Commit Graph

14 Commits

Author SHA1 Message Date
Alexander Suvorov bec4114bea Add compression support for ETC2A textures
This change makes it possible to use Crunch algorithms for ETC textures with Alpha channel.

Explanation:

For simplicity, Crunch algorithms currently do not use ETC2 specific modes (T, H or P). For this reason, the currently used ETC2A compression format is technically equivalent to ETC1 + Alpha. Note that ETC2 encoding is a superset of ETC1, so any texture, which consists of ETC1 color blocks and ETC2 Alpha blocks, can be correctly decoded by an ETC2A (ETC2_RGBA8) decoder.

Compression scheme for ETC2 Alpha blocks is equivalent to the compression scheme for DXT5 Alpha blocks. ETC2 Alpha endpoint clusterization is performed based on the very same output of the Alpha palettizer which is used for DXT5 Alpha. The only part which is actually different is the Alpha endpoint optimization step.

In order to perform ETC2 Alpha encoding, we can first run the already existing algorithm for DXT5 Alpha endpoint optimization, in order to obtain the initial approximate solution. Then the approximate solution is refined based on the ETC2 Alpha modifier table. When performing raw ETC2A encoding, all the 16 ETC2 Alpha modifiers are used during optimization. However, when performing ETC2A quantization, for performance reasons, only 2 Alpha modifiers are currently used (modifier 13, which allows to perform precise approximation on short Alpha intervals, and modifier 11, which has more or less regularly distributed values, and is used for large Alpha intervals).

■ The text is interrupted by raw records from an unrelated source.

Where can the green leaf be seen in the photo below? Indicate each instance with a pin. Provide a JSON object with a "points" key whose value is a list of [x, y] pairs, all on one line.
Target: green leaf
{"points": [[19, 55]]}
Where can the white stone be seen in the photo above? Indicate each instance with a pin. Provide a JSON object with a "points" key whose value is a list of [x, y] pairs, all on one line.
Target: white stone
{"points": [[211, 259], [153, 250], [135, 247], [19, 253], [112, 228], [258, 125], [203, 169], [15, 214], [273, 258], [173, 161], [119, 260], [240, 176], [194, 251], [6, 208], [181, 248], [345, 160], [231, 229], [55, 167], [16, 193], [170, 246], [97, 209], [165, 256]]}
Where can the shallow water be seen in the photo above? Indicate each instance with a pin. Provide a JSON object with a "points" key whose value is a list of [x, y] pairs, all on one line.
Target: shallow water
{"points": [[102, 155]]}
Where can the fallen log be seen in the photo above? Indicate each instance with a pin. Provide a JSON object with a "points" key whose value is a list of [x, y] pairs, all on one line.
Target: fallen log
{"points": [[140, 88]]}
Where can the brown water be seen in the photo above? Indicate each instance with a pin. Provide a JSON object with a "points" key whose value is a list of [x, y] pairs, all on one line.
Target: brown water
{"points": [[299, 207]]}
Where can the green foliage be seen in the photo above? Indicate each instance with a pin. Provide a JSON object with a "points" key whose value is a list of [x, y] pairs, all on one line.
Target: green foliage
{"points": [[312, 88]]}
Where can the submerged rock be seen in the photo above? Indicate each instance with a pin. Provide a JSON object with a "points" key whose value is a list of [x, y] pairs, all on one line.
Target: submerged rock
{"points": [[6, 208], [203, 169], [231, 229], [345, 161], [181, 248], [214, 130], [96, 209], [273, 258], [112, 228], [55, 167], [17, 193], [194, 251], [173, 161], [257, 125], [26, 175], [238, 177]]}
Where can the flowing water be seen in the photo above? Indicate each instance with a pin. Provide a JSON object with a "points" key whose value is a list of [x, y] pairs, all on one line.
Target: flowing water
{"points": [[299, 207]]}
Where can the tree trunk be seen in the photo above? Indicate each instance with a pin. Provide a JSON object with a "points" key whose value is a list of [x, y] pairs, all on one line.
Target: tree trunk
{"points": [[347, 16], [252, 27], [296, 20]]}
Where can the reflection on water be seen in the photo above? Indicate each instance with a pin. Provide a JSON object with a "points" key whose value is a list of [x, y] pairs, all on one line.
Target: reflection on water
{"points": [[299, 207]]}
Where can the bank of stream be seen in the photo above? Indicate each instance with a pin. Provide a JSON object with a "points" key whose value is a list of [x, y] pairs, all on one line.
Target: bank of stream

For compatibility reasons, ETC2 color compression wrappers have also been added to the code, though, as has been mentioned before, at the current moment ETC2 specific modes are not used, so ETC2 color compression is currently equivalent to ETC1 compression.

The ETC decoder functionality has been significantly extended, Crunch is now capable to decode ETC2 and ETC2A textures (input ETC2 textures can have T, H or P blocks).

In order to use ETC2A compression, use the -ETC2A command line option (i.e. "crunch_x64.exe -ETC2A input.png"). By default, compressed ETC2A textures will be decompressed into KTX file format.

DXT Testing:

The modified algorithm has been tested on the Kodak test set using 64-bit build with default settings (running on Windows 10, i7-4790, 3.6GHz). All the decompressed test images are identical to the images being compressed and decompressed using original version of Crunch (revision ea9b8d8).

[Compressing Kodak set without mipmaps using DXT1 encoding]
Original: 1582222 bytes / 28.880 sec
Modified: 1468204 bytes / 13.288 sec
Improvement: 7.21% (compression ratio) / 53.99% (compression time)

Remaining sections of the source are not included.